Three dead in Jewish Community Center shooting, students react

Kat Flaherty

Three victims were confirmed dead after shots were fired at the Jewish Community Center and Village Shalom around 1 p.m. today. The shooter was taken into police custody at Valley Park Elementary near 123rd and Nall, heard yelling antisemetic remarks. Both areas went into lockdown.

The suspect is a 70-year-old man whose name has not been released yet, as Overland Park Police Chief John Douglass stated in a press release. The FBI is assisting the Police Department with the investigation and authorities are still investigating whether or not this is a hate crime.

“It’s too early in the investigation to label it,” Douglass said. “We know it’s a vicious act of violence…but we are going to have to know more about it to make that assumption.”

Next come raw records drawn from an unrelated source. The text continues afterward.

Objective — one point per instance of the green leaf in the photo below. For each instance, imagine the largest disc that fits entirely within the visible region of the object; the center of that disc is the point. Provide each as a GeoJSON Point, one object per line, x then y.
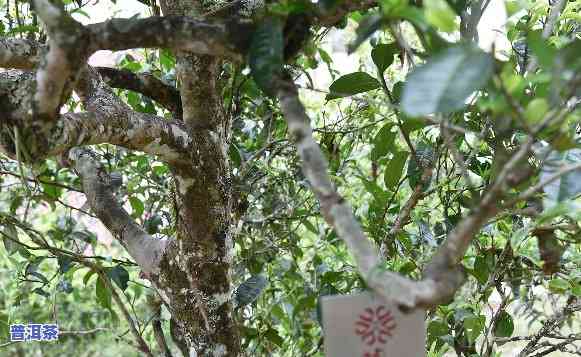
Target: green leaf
{"type": "Point", "coordinates": [137, 206]}
{"type": "Point", "coordinates": [120, 276]}
{"type": "Point", "coordinates": [383, 55]}
{"type": "Point", "coordinates": [10, 239]}
{"type": "Point", "coordinates": [559, 286]}
{"type": "Point", "coordinates": [443, 84]}
{"type": "Point", "coordinates": [541, 48]}
{"type": "Point", "coordinates": [536, 110]}
{"type": "Point", "coordinates": [103, 294]}
{"type": "Point", "coordinates": [481, 269]}
{"type": "Point", "coordinates": [576, 290]}
{"type": "Point", "coordinates": [266, 53]}
{"type": "Point", "coordinates": [352, 83]}
{"type": "Point", "coordinates": [505, 325]}
{"type": "Point", "coordinates": [384, 142]}
{"type": "Point", "coordinates": [394, 169]}
{"type": "Point", "coordinates": [273, 336]}
{"type": "Point", "coordinates": [440, 14]}
{"type": "Point", "coordinates": [88, 276]}
{"type": "Point", "coordinates": [425, 157]}
{"type": "Point", "coordinates": [474, 325]}
{"type": "Point", "coordinates": [65, 264]}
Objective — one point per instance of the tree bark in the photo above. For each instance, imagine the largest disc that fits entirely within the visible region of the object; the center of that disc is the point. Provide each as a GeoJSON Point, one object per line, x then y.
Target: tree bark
{"type": "Point", "coordinates": [198, 270]}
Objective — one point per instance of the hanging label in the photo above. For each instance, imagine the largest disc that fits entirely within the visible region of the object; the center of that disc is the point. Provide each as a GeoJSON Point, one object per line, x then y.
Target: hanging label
{"type": "Point", "coordinates": [364, 325]}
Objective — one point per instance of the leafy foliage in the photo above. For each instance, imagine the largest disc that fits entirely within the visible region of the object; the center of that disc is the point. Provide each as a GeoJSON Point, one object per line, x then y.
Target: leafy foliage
{"type": "Point", "coordinates": [384, 126]}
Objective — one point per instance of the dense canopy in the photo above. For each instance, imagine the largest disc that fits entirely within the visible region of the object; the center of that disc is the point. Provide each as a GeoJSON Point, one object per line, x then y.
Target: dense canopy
{"type": "Point", "coordinates": [190, 177]}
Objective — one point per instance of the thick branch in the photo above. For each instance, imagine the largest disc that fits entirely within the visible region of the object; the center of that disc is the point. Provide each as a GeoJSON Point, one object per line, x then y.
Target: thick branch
{"type": "Point", "coordinates": [228, 39]}
{"type": "Point", "coordinates": [339, 215]}
{"type": "Point", "coordinates": [67, 52]}
{"type": "Point", "coordinates": [114, 121]}
{"type": "Point", "coordinates": [334, 15]}
{"type": "Point", "coordinates": [135, 131]}
{"type": "Point", "coordinates": [146, 84]}
{"type": "Point", "coordinates": [146, 250]}
{"type": "Point", "coordinates": [19, 53]}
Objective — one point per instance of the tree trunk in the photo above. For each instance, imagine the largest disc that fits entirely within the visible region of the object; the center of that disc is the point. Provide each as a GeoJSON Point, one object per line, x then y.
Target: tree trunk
{"type": "Point", "coordinates": [195, 273]}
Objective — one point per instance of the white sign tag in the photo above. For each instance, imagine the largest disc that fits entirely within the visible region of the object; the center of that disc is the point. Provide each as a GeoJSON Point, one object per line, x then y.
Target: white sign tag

Senior Brandon Seepersad witnessed the shooting personally. He went to JCC to audition for the second round of the KC Superstar competition. Minutes after he arrived, he heard a loud noise and was was told by directors of JCC programs to rush into the audition room, which is in the middle of the center. He sat in the audition room for about one and a half hours while the center was on lockdown.

“A lot of kids were crying and freaking out,” Seepersad said. “We were also getting updates from our phones. We knew someone had died and that there was a second shooting up the street. A lot of the adults were in shock and the kids were anxious because of the commotion. Some of the older kids realized what was going on, but there was a lot of confusion because, for most of the time, we didn’t even know what was going on with the shooter.”

According to Douglass, there is no evidence that the shooter personally knew any of the victims, but police are continuing to obtain more information. The Police Department has dispatched vehicles to secure and survey all the active Jewish facilities within the city and many other religious institutions.

“The community center has really worked hard to maintain a safe environment and we’ve worked with them,” Douglass said. “It is somewhat a personal tragedy.”

When senior Megan Palasz, an employee of JCC, heard of the shooting, she immediately drove by and was shocked by the chaos. Palasz said she was scared to find out who was injured and is thankful no employees were hurt.

“I work there every day and am so close to so many people,” Palasz said. “It does make me nervous to think I work tomorrow, but at the same time, it could have happened anywhere. It’s an eye opener. Just because we live in the “bubble” doesn’t mean nothing bad happens.”

Senior Sophia Brez, who started working at JCC last December, said she thinks the shooting is unreal because when tragedies like this occur,  it is difficult to believe that they actually did happen.

“It’s probably going to affect a lot of people there,” Brez said. “I work with the little kids and I know a lot of them are shaken up because of it. I’m sure they knew the people. I think it’s just going to shake up their entire place and everyone is just going to be more scared and realize stuff like this does happen.”

Seepersad said the shootings have made him more nervous because they were a random act. He believes anybody could be put into a situation like this.

“If something like this were to ever happen again, the best thing you can do is stay calm and not freak out and hope for the best,” Seepersad said. “With stuff like this, you can’t really stop it. There are always going to be crazy people in the world whether we like it or not. It’s a pretty awful thing.”

All JCC programs, classes and other activities are canceled for the rest of the day. Stay updated with the center on its Facebook page.

Community members gathered later at St. Thomas the Apostle Episcopal Church for a service honoring those who were impacted by the shooting. The service had a variety of speakers; from a representative from the governors office, local priests, pastors and rabbis, witnesses to the shooting, and a daughter and mother of two of the victims. The event was full of prayer and calls to rise above and love one another, most of which was witnessed through tear filled eyes.